The CAT noted that distribution mechanisms as between stakeholders are not in isolation relevant to the question of whether payment is based on the financial benefit obtained by the funded party, even if those payment flows would come from a reservoir created out of monies received from a damages judgment.
The question of payment otherwise being capped by the Proceeds raised questions specific to the nature of proceedings under the Rules. That is because, under Rule 93, the CAT would make orders distributing the award of damages between the PCR, the rest of the class, and potentially others including the funder. Equally, under Rule 94, the CAT would approve any settlement, and again control the funder’s payment from it.
The CAT’s view was that its own control over approval of payments to a funder, although it would clearly be influenced by the Proceeds, does not “give rise to an agreement between the funder and the PCR by which the amount payable to the funder is determined by reference to the amount of the financial benefit obtained by the PCR.” It should again to be noted that clause 11.1.1, which was operative alone on the CAT’s reading, was not triggered by reference to an amount of financial benefit obtained. This contrasts with the LFA being used in opt-out proceedings scrutinised in the PACCAR case itself, which, while acknowledging control of the amount of payment by the CAT under Rule 93, was still shaped as an intended percentage of damages, if available (see paragraphs 98-99 of PACCAR).
More LFAs under scrutiny
Sony Interactive has indicated the CAT’s willingness to avoid DBA questions for LFAs which suitably tailor their payment mechanisms to make damages-based elements at most optional. There are other movements to look out for in the near future.
Earlier in November 2023, the CAT certified a collective action against Apple for allegedly intentionally disguising faulty batteries. While the funding arrangements of that action were being re-considered in light of PACCAR, the CAT has not been asked to make any ruling but may be required to certify the agreement in the near future. Meanwhile, Mastercard and Visa have argued in a hearing before the CAT that the funding arrangements of four proposed class action claims against the card companies are unenforceable following PACCAR. Judgment is pending.
Government moves to limited reform
While funders have been adjusting their agreements in the wake of PACCAR, on 15 November 2023 the UK government proposed an amendment to the Digital Markets, Competition and Consumers Bill which would allow the use of litigation funding agreements in opt-out collective competition actions. It does so by proposing an amendment in turn to section 47C CA to delete reference to “claims management services”. In taking this approach, it excludes general third-party funders from the prohibition on DBAs in such actions, since PACCAR was based on third party funders fitting the role of claims management services.
However, in amending specifically section 47C CA, and not section 58AA CLSA, the more general issue of LFAs potentially being DBAs, and needing to comply with the DBA Regulations to be enforceable, remains. And that also means that the actual outcome of PACCAR would not have been different if the proposed reform had already been in place, since the LFAs in that case did not comply with the DBA Regulations in any event.

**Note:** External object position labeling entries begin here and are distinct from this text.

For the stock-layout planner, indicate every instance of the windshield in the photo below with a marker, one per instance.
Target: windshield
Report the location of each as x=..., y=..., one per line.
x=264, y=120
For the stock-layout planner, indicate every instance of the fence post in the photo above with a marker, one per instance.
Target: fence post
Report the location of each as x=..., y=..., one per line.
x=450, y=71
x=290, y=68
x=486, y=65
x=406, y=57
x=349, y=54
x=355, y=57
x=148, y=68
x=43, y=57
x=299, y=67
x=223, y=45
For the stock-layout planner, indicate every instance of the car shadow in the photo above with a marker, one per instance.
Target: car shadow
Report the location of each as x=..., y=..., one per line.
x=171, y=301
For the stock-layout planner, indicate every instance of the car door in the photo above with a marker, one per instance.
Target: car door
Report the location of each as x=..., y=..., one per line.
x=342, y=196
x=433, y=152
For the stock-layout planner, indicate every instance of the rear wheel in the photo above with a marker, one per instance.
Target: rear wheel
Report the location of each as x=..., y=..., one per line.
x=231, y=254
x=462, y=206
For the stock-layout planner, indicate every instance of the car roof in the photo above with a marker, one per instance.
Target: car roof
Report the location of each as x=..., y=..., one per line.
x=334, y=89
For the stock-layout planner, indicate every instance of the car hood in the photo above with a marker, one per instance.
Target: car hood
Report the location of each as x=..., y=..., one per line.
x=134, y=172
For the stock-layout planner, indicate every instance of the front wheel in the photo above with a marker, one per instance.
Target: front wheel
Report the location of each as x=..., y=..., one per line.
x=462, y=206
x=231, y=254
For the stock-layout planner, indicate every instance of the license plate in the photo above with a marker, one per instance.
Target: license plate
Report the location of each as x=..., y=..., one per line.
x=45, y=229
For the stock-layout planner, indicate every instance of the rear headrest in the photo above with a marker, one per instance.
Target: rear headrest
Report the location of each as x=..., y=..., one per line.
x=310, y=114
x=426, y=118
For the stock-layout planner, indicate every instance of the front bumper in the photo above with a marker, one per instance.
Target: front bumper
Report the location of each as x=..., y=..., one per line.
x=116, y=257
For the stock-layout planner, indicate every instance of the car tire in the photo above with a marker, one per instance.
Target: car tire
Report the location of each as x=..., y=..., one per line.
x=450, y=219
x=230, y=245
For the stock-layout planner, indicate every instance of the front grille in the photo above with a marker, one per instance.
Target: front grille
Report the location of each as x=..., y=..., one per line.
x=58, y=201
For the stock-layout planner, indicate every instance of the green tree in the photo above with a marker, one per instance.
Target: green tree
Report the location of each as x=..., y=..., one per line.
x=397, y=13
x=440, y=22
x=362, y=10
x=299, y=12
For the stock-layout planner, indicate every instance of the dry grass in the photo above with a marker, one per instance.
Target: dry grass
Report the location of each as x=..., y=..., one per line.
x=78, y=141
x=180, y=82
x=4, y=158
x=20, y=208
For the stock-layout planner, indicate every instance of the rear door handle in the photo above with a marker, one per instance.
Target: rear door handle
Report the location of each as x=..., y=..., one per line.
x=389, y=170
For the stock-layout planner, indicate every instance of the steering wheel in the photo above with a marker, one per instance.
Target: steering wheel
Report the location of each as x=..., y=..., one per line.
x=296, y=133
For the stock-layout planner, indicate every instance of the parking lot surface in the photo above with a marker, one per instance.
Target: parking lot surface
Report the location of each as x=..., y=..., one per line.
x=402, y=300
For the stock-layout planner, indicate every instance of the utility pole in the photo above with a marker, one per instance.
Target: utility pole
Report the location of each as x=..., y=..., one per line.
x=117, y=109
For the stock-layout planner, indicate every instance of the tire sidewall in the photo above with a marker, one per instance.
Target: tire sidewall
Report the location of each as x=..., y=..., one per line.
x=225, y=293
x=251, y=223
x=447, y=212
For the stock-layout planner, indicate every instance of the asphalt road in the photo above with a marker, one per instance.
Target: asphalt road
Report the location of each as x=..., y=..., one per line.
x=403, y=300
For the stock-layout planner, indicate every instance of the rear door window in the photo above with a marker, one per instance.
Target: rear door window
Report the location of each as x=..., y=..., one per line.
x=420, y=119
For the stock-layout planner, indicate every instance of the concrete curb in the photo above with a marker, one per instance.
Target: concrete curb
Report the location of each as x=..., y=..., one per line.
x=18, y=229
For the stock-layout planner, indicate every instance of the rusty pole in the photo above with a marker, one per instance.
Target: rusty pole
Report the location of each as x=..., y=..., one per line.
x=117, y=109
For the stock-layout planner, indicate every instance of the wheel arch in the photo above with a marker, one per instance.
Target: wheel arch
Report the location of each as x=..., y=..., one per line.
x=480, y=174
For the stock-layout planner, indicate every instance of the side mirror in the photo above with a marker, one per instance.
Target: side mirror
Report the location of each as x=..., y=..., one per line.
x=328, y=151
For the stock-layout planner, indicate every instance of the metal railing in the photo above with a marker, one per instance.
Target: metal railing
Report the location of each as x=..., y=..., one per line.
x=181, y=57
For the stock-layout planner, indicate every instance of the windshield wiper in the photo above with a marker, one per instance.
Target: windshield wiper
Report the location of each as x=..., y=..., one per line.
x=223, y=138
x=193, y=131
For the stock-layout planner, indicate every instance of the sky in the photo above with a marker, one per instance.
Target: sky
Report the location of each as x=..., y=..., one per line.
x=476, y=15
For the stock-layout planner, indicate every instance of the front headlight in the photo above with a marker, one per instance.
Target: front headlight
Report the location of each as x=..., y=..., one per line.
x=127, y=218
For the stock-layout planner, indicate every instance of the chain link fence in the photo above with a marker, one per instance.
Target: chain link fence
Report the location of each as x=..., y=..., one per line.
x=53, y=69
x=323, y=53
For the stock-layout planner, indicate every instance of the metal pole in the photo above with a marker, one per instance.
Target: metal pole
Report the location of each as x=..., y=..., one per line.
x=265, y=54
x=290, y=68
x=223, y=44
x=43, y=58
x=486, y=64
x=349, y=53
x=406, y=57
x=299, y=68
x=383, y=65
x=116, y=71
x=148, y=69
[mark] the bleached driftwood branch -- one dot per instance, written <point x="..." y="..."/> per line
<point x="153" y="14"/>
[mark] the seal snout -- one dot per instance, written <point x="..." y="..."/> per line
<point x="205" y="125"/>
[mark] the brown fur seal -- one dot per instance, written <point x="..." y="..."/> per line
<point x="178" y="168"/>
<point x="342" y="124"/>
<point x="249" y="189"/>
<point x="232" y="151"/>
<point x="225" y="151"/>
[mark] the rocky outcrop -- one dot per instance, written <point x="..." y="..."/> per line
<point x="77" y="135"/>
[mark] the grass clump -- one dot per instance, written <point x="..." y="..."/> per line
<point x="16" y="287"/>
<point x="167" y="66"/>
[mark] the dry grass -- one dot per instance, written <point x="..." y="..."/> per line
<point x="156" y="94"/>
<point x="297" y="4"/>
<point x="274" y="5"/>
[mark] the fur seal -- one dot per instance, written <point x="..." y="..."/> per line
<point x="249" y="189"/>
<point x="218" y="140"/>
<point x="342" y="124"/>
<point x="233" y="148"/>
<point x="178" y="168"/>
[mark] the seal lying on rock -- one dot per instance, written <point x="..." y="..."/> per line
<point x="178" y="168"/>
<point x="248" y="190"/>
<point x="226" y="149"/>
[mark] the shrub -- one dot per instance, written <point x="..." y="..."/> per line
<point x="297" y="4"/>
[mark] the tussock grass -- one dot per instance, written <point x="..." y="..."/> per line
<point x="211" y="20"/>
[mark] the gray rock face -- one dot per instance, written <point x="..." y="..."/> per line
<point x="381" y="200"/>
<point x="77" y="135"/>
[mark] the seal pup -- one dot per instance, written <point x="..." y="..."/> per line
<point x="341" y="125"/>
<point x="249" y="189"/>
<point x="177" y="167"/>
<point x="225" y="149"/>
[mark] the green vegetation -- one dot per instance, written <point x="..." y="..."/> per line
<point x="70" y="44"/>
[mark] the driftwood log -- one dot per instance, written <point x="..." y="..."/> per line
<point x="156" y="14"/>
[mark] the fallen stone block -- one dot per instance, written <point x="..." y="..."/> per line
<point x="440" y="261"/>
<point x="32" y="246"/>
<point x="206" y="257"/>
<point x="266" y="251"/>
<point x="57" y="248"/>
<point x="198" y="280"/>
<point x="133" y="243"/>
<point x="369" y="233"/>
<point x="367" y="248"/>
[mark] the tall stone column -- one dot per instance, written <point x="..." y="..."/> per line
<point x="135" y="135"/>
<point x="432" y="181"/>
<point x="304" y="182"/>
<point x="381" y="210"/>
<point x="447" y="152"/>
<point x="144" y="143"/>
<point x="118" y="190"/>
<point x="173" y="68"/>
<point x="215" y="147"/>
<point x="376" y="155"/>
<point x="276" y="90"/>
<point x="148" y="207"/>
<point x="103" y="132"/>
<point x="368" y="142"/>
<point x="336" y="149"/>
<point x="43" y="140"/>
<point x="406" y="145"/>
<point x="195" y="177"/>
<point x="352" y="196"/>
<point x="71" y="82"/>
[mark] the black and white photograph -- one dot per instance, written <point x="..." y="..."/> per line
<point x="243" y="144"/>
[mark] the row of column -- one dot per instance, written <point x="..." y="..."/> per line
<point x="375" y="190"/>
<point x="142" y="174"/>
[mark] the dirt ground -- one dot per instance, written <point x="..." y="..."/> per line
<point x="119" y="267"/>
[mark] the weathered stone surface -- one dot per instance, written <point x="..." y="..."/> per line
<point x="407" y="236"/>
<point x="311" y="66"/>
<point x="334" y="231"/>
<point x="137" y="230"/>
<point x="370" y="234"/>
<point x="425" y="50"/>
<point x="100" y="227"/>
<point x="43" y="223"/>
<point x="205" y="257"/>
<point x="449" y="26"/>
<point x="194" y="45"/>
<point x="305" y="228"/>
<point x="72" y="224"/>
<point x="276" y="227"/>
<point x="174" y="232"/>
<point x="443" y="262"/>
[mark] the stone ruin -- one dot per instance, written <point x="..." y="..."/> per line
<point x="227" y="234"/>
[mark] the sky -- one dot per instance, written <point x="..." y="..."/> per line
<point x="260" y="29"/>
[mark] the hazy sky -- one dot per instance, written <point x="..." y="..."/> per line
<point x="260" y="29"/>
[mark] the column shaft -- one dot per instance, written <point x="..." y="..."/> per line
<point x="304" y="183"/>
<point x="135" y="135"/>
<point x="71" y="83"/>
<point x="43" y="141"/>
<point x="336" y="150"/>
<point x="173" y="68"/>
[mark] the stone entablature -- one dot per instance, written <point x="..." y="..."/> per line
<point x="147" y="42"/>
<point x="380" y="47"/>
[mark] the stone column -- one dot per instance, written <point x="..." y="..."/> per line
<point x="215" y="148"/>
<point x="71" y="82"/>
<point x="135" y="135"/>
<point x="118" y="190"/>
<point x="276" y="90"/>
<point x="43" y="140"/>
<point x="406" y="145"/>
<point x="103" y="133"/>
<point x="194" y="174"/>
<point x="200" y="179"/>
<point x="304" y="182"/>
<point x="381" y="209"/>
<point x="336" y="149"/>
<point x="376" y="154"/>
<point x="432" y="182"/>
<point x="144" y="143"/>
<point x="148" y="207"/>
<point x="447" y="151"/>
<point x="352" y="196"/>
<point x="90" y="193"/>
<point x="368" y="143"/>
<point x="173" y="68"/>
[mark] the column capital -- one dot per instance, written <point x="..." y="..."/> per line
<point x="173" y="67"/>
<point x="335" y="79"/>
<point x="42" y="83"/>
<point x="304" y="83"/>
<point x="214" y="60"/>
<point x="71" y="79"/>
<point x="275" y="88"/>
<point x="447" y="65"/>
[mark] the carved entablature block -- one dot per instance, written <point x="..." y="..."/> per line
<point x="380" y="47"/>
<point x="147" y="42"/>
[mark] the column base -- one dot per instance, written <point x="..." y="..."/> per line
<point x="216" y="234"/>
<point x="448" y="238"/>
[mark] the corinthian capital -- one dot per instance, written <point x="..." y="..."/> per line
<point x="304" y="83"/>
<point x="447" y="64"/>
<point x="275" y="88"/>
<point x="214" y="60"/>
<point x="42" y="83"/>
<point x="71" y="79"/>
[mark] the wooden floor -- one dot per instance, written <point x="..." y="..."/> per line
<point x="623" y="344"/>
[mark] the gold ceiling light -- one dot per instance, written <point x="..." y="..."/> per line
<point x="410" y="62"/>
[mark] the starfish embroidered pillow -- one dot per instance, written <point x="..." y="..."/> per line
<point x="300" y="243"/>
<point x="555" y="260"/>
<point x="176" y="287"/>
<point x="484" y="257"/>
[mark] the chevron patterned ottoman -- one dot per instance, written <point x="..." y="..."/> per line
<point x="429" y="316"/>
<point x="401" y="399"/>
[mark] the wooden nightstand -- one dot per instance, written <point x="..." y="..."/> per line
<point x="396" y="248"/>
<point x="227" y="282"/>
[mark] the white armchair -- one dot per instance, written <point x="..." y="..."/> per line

The current proposed revision to the CA will be debated in the House of Lords before the end of this year, but pushes for broader reform are expected. Indeed, in 2019, a proposed replacement for the DBA Regulations was drafted at the request of the Ministry of Justice, which would have excluded purely funding arrangements, as opposed to litigation or advocacy services agreements, from its scope altogether.